Before the words were out of his mouth, Braun had dragged the venal scoundrel down in a strangler's grip. Planting his knee on his chest, he hissed, "One more word and I'll throttle you here! I can go out by the side entrance! You dare not scream! You fool! Don't you know Irma, the pretty baggage, cleared out six weeks ago with a New York millionaire whom she picked up?"
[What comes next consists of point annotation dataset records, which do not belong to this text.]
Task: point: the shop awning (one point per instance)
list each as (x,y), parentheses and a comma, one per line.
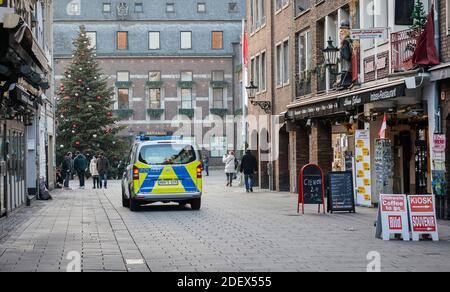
(340,102)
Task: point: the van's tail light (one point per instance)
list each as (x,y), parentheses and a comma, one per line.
(199,171)
(135,173)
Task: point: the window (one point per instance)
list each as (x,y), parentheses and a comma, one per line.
(122,40)
(92,36)
(138,8)
(286,62)
(186,98)
(233,7)
(218,96)
(106,8)
(304,52)
(217,40)
(170,7)
(154,76)
(155,98)
(123,76)
(218,76)
(186,40)
(186,76)
(74,8)
(123,98)
(263,80)
(218,146)
(153,40)
(201,7)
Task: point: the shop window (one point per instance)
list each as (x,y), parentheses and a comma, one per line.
(218,146)
(122,40)
(217,40)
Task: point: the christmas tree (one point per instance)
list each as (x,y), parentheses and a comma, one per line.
(419,16)
(84,109)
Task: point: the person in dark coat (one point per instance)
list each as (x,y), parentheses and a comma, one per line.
(66,169)
(249,166)
(102,168)
(80,166)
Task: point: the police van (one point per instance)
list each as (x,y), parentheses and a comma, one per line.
(163,169)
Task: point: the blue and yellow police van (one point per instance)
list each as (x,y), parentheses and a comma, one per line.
(163,169)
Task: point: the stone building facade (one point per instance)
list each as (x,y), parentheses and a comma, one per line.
(174,65)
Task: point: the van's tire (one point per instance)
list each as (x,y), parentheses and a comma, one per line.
(134,206)
(196,204)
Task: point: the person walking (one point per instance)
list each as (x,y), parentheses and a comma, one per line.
(66,169)
(80,166)
(94,172)
(248,168)
(206,164)
(230,167)
(103,167)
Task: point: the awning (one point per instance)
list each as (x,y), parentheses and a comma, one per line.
(342,102)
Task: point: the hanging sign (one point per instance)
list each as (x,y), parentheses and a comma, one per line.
(422,213)
(312,190)
(341,194)
(363,168)
(392,217)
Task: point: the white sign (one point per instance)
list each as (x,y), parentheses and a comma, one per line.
(363,168)
(372,33)
(393,217)
(422,214)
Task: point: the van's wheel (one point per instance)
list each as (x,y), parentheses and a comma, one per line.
(196,204)
(133,205)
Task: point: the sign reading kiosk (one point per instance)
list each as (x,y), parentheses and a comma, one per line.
(393,217)
(422,213)
(311,190)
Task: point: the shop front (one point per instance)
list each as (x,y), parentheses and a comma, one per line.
(342,132)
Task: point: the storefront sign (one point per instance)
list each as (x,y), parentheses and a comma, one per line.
(341,193)
(312,189)
(363,168)
(392,217)
(422,212)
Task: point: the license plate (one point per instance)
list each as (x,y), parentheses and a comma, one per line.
(168,182)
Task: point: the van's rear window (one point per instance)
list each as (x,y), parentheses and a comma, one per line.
(167,154)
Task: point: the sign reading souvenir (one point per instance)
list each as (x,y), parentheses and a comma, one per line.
(341,193)
(363,167)
(422,214)
(311,189)
(393,217)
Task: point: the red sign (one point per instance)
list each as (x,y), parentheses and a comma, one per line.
(393,204)
(422,204)
(423,223)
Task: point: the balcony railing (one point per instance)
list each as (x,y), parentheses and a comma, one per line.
(403,44)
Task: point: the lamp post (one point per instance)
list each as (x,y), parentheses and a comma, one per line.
(266,106)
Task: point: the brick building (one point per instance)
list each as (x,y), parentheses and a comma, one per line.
(167,61)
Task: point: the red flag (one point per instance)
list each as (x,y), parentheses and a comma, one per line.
(426,52)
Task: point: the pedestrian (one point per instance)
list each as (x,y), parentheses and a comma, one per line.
(230,167)
(103,167)
(94,172)
(248,168)
(66,169)
(206,164)
(80,167)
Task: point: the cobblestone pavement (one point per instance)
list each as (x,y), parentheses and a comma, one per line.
(233,232)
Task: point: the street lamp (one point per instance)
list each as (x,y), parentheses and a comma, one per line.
(266,106)
(331,55)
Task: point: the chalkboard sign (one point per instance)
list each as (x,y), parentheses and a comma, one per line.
(341,192)
(311,186)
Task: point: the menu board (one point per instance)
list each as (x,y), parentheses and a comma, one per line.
(363,168)
(341,195)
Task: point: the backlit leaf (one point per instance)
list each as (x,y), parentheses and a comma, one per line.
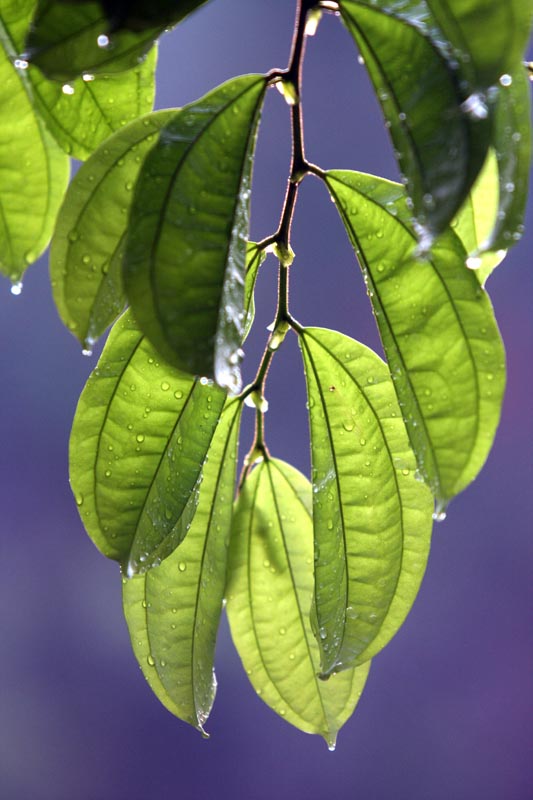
(138,442)
(512,143)
(438,331)
(34,172)
(184,266)
(269,599)
(441,141)
(84,113)
(371,513)
(88,244)
(475,221)
(488,36)
(173,611)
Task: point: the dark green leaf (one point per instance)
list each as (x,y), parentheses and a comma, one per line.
(138,443)
(137,15)
(67,40)
(270,595)
(34,170)
(441,140)
(184,266)
(437,328)
(254,258)
(512,142)
(83,114)
(173,611)
(88,244)
(371,513)
(488,36)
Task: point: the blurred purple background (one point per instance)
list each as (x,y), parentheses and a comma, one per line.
(447,711)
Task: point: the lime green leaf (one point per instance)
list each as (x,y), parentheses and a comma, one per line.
(488,36)
(138,442)
(475,221)
(34,170)
(84,113)
(88,243)
(184,267)
(371,513)
(440,141)
(269,598)
(173,611)
(254,258)
(438,331)
(512,142)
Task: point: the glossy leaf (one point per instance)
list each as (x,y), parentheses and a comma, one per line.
(81,115)
(184,266)
(488,36)
(138,442)
(173,611)
(440,140)
(438,331)
(254,258)
(512,142)
(371,513)
(67,40)
(269,598)
(476,219)
(88,244)
(34,171)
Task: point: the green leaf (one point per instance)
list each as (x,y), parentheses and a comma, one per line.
(83,114)
(173,611)
(88,243)
(137,447)
(438,331)
(476,219)
(371,513)
(184,267)
(440,141)
(512,143)
(489,36)
(269,597)
(68,40)
(137,15)
(34,170)
(254,258)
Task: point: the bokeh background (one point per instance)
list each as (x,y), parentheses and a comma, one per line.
(447,711)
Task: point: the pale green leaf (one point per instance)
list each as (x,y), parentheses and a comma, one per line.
(34,172)
(88,243)
(82,114)
(269,600)
(173,611)
(438,331)
(372,515)
(184,266)
(137,447)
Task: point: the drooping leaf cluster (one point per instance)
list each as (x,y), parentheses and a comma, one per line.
(152,237)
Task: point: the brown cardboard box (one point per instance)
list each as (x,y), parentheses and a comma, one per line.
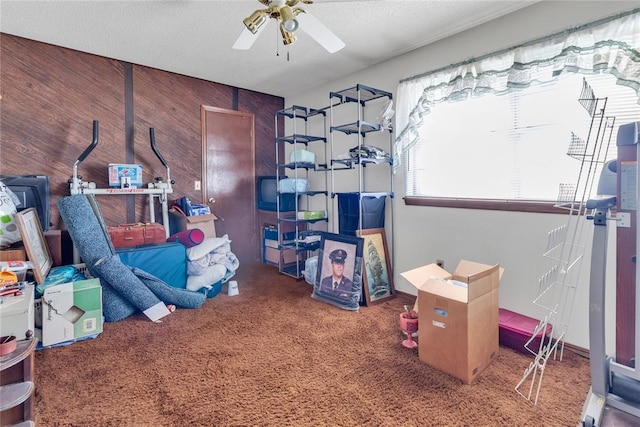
(458,326)
(180,222)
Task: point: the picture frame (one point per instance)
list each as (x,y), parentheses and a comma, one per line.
(339,272)
(377,274)
(34,243)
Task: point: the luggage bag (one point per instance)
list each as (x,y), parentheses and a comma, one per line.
(516,329)
(128,235)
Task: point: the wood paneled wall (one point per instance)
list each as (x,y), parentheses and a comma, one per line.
(50,96)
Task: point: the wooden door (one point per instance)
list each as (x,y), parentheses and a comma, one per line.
(228,173)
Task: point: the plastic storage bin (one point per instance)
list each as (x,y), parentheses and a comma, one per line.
(351,205)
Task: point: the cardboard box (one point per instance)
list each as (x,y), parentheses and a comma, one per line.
(458,317)
(15,252)
(181,222)
(17,314)
(71,311)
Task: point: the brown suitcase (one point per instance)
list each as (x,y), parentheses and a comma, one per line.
(127,235)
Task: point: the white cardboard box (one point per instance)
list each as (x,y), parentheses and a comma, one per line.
(458,328)
(71,311)
(17,314)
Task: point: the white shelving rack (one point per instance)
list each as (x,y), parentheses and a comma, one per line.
(566,244)
(299,237)
(357,124)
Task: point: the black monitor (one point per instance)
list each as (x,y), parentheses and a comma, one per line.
(33,192)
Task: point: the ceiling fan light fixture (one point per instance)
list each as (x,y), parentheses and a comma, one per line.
(289,22)
(287,37)
(255,21)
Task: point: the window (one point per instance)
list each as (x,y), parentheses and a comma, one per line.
(495,131)
(513,146)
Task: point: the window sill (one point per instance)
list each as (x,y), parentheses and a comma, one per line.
(487,204)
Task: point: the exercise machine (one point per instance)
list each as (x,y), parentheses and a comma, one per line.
(613,384)
(158,189)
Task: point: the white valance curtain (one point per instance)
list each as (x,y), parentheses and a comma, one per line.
(610,45)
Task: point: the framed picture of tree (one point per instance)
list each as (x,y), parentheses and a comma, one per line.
(377,276)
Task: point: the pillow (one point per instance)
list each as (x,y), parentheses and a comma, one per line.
(209,244)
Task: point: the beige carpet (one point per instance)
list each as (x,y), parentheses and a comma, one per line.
(273,356)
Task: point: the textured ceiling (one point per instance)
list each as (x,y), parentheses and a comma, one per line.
(195,38)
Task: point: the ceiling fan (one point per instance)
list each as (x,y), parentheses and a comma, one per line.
(290,18)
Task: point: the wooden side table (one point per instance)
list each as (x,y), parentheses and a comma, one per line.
(17,384)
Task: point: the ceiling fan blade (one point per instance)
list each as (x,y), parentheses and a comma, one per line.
(319,32)
(247,38)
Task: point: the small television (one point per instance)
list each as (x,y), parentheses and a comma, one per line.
(32,192)
(267,195)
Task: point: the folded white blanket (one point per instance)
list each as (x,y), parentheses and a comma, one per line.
(210,262)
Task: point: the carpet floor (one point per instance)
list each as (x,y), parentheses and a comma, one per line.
(273,356)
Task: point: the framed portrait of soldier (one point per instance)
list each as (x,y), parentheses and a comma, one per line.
(339,272)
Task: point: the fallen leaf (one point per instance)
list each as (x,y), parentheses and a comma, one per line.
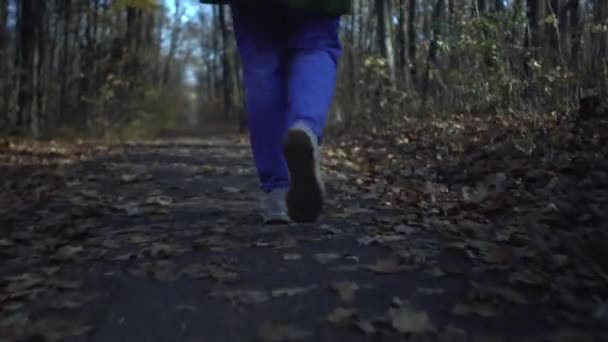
(491,253)
(366,240)
(292,291)
(220,274)
(196,271)
(68,252)
(403,229)
(128,178)
(526,277)
(481,309)
(163,201)
(21,282)
(71,301)
(184,307)
(140,239)
(366,327)
(231,189)
(244,296)
(282,333)
(430,291)
(292,257)
(65,284)
(5,243)
(436,272)
(341,315)
(406,320)
(124,257)
(390,265)
(324,258)
(503,293)
(346,290)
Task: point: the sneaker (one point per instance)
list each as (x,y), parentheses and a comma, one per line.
(274,210)
(306,190)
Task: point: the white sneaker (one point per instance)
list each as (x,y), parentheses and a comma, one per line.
(274,209)
(306,190)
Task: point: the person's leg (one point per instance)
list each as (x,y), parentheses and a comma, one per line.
(314,51)
(261,46)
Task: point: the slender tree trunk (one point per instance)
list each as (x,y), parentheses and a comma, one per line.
(26,70)
(401,42)
(432,56)
(575,31)
(65,60)
(384,37)
(4,70)
(227,77)
(412,39)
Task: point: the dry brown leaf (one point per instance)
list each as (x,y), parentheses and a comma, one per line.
(4,243)
(403,229)
(292,257)
(436,272)
(244,296)
(292,291)
(324,258)
(504,293)
(366,327)
(430,291)
(526,277)
(128,178)
(482,309)
(346,290)
(406,320)
(390,265)
(67,252)
(220,274)
(282,333)
(491,253)
(65,284)
(341,315)
(196,271)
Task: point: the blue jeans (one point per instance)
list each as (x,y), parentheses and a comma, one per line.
(290,60)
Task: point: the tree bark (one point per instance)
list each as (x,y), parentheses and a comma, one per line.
(383,12)
(412,39)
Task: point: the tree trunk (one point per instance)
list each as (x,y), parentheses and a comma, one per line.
(384,37)
(4,69)
(575,31)
(432,56)
(26,69)
(401,41)
(227,77)
(65,60)
(412,41)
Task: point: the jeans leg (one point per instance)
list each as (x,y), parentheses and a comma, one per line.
(261,46)
(314,50)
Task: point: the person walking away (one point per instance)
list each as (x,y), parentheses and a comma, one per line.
(289,51)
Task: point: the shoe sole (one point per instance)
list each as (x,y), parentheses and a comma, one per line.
(305,195)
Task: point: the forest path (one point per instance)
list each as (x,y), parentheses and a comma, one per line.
(160,242)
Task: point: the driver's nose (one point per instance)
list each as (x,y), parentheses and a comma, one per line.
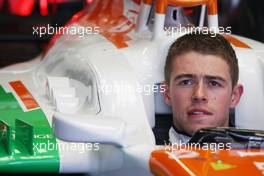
(199,93)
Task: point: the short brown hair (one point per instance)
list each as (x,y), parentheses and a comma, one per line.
(214,44)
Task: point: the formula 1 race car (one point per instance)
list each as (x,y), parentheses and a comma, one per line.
(88,104)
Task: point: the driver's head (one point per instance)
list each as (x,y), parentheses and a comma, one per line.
(201,74)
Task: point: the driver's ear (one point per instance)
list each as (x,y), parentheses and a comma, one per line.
(236,95)
(166,92)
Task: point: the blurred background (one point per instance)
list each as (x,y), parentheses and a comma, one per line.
(17,17)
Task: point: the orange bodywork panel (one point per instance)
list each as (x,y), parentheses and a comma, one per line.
(205,162)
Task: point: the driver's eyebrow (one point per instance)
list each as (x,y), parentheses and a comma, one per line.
(180,76)
(210,77)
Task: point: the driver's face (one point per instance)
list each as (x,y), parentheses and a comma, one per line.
(200,92)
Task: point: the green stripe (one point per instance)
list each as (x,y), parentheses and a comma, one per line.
(22,136)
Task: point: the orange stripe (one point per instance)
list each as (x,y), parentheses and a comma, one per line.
(25,96)
(162,5)
(236,42)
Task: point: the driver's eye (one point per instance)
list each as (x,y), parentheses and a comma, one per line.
(214,83)
(186,82)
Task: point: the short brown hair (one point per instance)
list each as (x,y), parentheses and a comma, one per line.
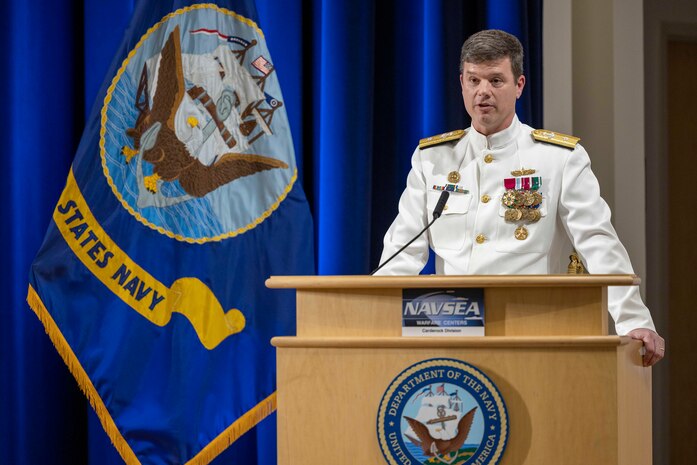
(493,45)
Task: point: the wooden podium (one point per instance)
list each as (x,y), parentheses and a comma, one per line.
(574,394)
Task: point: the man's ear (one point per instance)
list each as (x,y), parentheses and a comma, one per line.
(520,84)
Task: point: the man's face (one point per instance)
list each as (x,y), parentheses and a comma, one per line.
(490,91)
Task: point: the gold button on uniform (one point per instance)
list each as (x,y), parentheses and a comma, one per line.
(521,233)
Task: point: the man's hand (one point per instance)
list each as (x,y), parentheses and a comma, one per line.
(654,345)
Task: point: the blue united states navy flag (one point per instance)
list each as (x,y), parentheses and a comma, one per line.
(182,199)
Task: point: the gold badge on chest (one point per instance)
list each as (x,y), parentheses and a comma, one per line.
(522,200)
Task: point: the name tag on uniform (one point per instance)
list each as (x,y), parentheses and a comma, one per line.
(450,188)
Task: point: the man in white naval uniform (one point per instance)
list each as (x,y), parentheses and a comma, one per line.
(475,235)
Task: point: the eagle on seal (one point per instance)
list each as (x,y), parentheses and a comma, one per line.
(432,446)
(154,134)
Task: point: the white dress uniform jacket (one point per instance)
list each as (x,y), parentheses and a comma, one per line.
(472,237)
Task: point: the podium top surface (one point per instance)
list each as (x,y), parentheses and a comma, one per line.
(423,281)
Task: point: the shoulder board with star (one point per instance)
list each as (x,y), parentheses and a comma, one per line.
(440,138)
(557,138)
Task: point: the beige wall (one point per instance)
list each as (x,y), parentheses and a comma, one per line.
(593,89)
(604,81)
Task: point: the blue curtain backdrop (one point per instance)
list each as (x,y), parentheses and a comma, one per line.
(363,82)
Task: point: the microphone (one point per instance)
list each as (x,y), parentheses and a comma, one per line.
(437,212)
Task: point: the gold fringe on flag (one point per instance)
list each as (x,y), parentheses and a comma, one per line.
(80,375)
(205,456)
(234,431)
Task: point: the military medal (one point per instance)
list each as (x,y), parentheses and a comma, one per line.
(522,200)
(508,199)
(521,233)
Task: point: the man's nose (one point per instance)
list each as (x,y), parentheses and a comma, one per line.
(484,88)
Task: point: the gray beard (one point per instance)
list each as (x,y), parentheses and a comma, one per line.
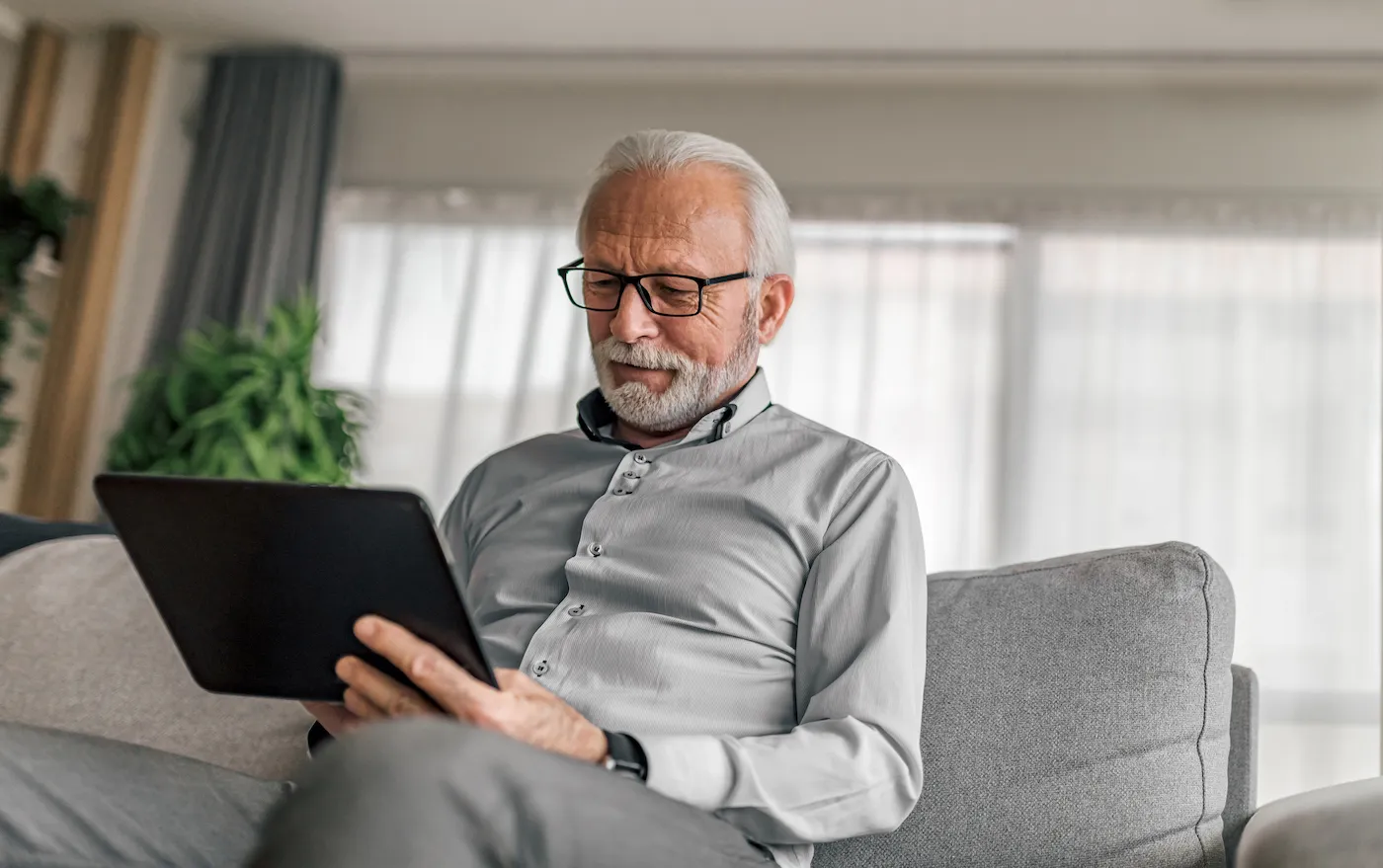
(694,390)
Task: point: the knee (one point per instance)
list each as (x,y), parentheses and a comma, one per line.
(410,754)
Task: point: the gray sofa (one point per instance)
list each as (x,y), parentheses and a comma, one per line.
(1079,712)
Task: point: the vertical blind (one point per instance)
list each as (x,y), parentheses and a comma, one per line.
(1047,390)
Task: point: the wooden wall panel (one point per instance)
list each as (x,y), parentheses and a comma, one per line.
(71,368)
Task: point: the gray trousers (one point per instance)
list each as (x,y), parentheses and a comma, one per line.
(426,794)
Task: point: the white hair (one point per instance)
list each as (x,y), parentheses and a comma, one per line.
(666,151)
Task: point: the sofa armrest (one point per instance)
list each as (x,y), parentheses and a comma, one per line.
(1338,827)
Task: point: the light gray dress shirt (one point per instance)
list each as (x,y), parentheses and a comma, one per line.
(750,602)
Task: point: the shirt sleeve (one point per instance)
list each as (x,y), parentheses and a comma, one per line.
(853,766)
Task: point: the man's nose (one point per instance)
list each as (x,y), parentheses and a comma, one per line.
(632,320)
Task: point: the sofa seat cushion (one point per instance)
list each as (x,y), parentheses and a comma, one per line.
(1076,713)
(82,649)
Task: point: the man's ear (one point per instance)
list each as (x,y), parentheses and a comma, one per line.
(774,300)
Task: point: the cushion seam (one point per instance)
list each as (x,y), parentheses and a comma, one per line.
(1205,709)
(1037,570)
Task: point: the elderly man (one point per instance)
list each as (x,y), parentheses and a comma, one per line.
(707,611)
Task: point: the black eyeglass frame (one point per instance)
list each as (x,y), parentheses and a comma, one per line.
(635,279)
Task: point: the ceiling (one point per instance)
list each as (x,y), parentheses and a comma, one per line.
(656,30)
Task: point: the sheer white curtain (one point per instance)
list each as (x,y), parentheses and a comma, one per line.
(1223,389)
(1053,379)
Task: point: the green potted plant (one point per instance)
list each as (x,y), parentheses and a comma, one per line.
(241,404)
(32,214)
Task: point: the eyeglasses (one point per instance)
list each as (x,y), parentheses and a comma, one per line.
(666,294)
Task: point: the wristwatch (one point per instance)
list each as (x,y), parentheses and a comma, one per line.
(625,756)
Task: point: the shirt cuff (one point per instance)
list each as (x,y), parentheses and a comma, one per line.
(689,768)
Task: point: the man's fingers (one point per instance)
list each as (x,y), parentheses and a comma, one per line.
(432,671)
(379,690)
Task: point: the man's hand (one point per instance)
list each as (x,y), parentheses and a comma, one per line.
(521,709)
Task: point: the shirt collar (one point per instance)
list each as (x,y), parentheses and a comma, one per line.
(594,414)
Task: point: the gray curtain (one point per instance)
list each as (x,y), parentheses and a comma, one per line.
(252,210)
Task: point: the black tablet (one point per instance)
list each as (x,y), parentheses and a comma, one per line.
(260,582)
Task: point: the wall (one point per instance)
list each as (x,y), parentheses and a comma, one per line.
(162,168)
(165,158)
(1328,135)
(62,161)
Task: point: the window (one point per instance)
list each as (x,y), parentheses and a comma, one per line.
(1048,390)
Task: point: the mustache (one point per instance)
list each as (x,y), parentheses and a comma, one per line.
(642,355)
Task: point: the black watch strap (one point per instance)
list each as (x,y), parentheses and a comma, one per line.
(625,754)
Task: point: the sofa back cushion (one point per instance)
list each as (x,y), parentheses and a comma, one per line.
(82,649)
(1076,713)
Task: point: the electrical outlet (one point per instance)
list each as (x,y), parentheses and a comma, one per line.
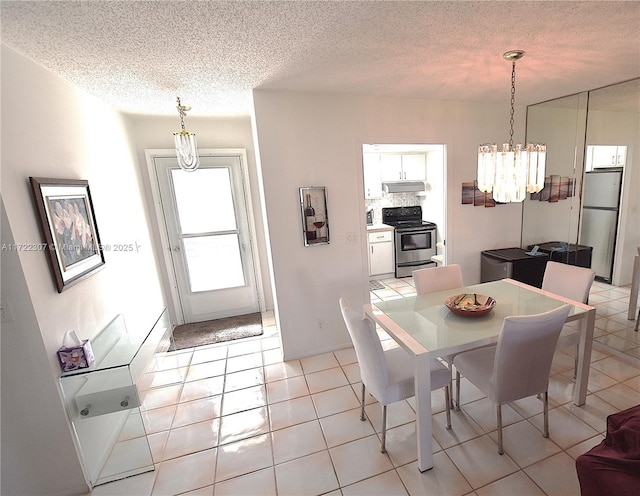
(5,311)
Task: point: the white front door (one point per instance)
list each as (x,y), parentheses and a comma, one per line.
(208,237)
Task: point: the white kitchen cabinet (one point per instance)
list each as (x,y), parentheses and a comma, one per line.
(391,166)
(381,253)
(372,178)
(414,167)
(403,167)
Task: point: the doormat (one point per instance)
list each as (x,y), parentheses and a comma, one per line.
(217,331)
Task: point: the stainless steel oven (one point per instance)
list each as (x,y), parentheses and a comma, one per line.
(415,239)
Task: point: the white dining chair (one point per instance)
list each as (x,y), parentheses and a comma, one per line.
(388,374)
(572,282)
(518,366)
(439,278)
(434,279)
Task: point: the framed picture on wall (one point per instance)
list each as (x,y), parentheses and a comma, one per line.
(69,228)
(315,219)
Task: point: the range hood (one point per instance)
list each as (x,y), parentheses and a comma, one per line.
(403,187)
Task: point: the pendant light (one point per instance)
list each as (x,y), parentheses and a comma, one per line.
(186,149)
(510,172)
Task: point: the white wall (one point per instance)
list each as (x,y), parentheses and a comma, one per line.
(311,139)
(224,132)
(52,129)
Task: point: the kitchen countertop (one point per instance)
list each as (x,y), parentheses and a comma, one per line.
(379,227)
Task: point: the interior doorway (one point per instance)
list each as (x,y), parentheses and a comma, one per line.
(208,241)
(405,175)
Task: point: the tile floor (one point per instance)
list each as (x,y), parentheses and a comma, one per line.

"Swear to me that you'll keep your mouth shut or I'll go out and denounce you now. I have nothing to lose. You have. You have robbed me in our past dealings. You are rich and I am poor. I am going to follow that woman over the world till I find her, for I loved her. That's all! Swear that you'll keep my secrets or I'll kill you now. I've burned every paper I have in the world."

When Braun's desperate mood had passed, he allowed the pleading man to rise, and then listened morosely as Lilienthal, the veriest coward at heart, begged for a reconciliation. "I didn't know of your trouble," gasped Lilienthal. "See here, if you'll go on to Hamburg and Bremen and fix up that 'phenacetine' business for me, I'll advance you five thousand dollars now. I didn't know you were so hard up." He whispered an address in the victorious druggist's ear.

The half-crazed gamester felt that he had gone too far, and in half an hour he departed richer by a cheque for five thousand dollars.

But his mind was far away on Manhattan Beach, with the wandering lovers, as he told Lilienthal that he should not call again. "I'll jump on the first steamer I can catch! Timmins knows all. Just watch him, and don't put yourself in his power, till I return. He can run the shop to a good profit in 'dope' and drinks till I am with you again. I'm damned near crazy at losing that woman." And the cowardly Lilienthal believed his rugged master.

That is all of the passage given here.